歯の痛み方で虫歯の進行をある程度知ることができます。その進行具合によって治療方法が異なります。
COごく初期の虫歯
症状
COは「シーオー」と読み、「C」はcaries(カリエス:虫歯)の頭文字で、「O」はobservation(オブザベーション:観察)の頭文字です。したがって「CO」は、虫歯になっているものの、今のところ治療の必要がない要観察歯となります。虫歯菌が放出する酸によってエナメル質が溶かされ始めている段階で、歯の表面が白く濁って見えますが、まだ穴は空いておらず、痛みなどの自覚症状もありません。
治療方法
適切なブラッシングやフッ素塗布により、歯の再石灰化を促すことで治癒します。
C1エナメル質に小さな穴が空いた虫歯
症状
エナメル質がさらに溶かされ、小さな穴が空いた状態です。歯の表面は黒ずんで見えます。冷たいものを飲食した際に「しみる」などの自覚症状が現れますが、痛みはまだないため、ご自身で虫歯かどうかの判断がつきにくい状態です。この段階では、歯を削らずに治すことができたり、削る場合でも麻酔を使わずに削る量を最小限に抑えて治療ができたりします。このC1の段階で早期に治療を受けることが理想です。
治療方法
虫歯の部分を最小限に削り、白い歯科用プラスチック(レンジ)などを詰め、表面をなめらかに整えます。
C2歯の内部(象牙質)まで進行した虫歯
症状
虫歯がエナメル質の内側にある象牙質まで達している状態です。虫歯の部分は黒く見えます。冷たいものや甘いものを飲食したときに、しみる・痛むなどの自覚症状が現れます。この段階から進行が早くなるため早期の治療が重要になります。
治療方法
虫歯の部分を削り取り、詰め物で補います。症状によっては局所麻酔を使用します。虫歯が広範囲な場合は、型を取って作製するインレー(詰め物)や被せ物によって歯の機能を回復します。

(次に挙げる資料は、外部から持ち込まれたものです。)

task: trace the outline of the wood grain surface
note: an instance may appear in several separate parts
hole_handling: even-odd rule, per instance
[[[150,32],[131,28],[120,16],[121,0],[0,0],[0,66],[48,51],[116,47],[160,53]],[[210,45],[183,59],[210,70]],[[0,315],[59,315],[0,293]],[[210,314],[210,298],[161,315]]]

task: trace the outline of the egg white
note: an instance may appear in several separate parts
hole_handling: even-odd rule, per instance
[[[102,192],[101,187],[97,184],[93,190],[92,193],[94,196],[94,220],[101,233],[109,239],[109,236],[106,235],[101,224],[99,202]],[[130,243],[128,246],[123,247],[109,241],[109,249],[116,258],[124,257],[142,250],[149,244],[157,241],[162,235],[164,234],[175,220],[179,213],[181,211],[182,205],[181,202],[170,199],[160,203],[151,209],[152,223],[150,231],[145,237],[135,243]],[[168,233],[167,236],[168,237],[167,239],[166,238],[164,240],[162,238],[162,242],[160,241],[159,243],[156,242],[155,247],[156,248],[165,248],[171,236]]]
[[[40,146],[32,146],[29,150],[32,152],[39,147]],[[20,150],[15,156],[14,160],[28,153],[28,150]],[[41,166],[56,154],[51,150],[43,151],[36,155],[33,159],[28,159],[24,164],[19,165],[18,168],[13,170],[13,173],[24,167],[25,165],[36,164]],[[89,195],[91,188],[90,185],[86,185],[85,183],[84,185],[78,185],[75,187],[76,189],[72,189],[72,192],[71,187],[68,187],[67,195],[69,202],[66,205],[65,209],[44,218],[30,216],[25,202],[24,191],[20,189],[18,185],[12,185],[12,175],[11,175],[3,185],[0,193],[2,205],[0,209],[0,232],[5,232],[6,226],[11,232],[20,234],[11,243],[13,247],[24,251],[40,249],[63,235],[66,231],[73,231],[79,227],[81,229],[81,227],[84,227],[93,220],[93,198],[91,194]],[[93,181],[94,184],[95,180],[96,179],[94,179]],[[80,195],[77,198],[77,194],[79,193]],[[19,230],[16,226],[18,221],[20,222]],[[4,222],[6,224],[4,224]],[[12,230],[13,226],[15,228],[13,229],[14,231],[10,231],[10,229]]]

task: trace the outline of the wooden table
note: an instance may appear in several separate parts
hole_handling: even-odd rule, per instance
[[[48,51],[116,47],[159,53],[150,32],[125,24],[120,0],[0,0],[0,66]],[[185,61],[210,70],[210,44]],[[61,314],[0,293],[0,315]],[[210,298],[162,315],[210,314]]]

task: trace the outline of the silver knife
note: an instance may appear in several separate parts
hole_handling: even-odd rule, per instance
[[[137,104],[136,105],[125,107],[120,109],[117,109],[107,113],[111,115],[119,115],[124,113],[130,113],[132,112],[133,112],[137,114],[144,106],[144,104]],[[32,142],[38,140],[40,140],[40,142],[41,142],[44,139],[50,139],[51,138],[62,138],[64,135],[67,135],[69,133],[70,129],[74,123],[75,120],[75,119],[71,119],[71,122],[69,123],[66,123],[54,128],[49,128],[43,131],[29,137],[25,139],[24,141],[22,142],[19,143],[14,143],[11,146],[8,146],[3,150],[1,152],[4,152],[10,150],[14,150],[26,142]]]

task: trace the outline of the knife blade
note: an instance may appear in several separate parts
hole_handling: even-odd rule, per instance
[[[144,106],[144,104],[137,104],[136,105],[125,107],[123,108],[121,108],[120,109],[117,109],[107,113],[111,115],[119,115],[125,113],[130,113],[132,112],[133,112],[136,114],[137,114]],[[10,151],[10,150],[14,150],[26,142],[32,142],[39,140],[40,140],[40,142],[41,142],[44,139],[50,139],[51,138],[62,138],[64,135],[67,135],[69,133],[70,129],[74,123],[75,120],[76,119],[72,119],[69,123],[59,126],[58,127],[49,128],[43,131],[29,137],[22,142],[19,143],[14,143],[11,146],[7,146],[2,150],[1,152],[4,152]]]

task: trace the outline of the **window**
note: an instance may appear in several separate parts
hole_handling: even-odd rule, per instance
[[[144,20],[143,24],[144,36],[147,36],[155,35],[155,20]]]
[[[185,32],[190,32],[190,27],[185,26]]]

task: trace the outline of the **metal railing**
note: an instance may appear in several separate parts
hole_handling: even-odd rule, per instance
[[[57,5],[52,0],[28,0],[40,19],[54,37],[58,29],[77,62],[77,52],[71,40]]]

詰め物・被せ物などの修復物の材料には様々な種類があり、保険範囲のものと保険外のものがあります。当院では身体に優しく、審美性の高い材料を種類豊富にご用意しています。
C3神経まで進行した虫歯
症状
虫歯が歯の内部にある神経(歯髄)まで進行した状態です。冷たいもの、甘いものに加え、熱いものでもしみたり、刺激を与えなくても激しい痛みが生じたりする場合があります。
治療方法
炎症が起きている部分と痛んでいる神経を取り除き、神経が入っていた歯の内部(根管)を消毒する根管治療を行います。この段階で治療すれば、歯自体は残せることが多いです。根管治療後は土台を立てて、クラウンを被せます。
被せ物や土台には様々な種類があります。
C4歯根まで進行した虫歯
症状
歯根の部分まで虫歯菌が侵入し、歯の大部分は溶けて崩れ、末期の虫歯の状態です。この段階では痛みを感じる神経自体が壊死しているため痛みを感じません。しかし放置するとやがて歯根部に膿が溜まり激痛を生じやすくなります。麻酔も効きにくく、歯を残存することも難しくなります。
治療方法
ほとんどのケースで抜歯が必要となります。抜歯後は、ブリッジや入れ歯、インプラントなどで歯の機能回復を図ります。
抜歯(歯の喪失)後の治療方法
ブリッジ(連続した被せ物)
ブリッジは、失ってしまった部分の歯を補うために、その両隣の歯を土台にして、連続した被せ物を装着する治療です。ご自分の歯と同じように噛むことができますが、ブリッジを固定するため両隣の歯を削る必要があります。このブリッジには、保険適用の金属製のものや適用外のセラミック製など、様々なものがあります。
入れ歯
比較的短期間での作製が可能ですが、硬い食べものや、粘り気のある食べものでは、しっかり噛むことができず違和感が生じることがあります。慣れるまでの時間が必要です。
インプラント
ご自分の歯と同じように噛むことができますが、インプラントを埋め込む外科手術が必要となるため、内科疾患や重度の歯周病がある方は適応外になることがあります。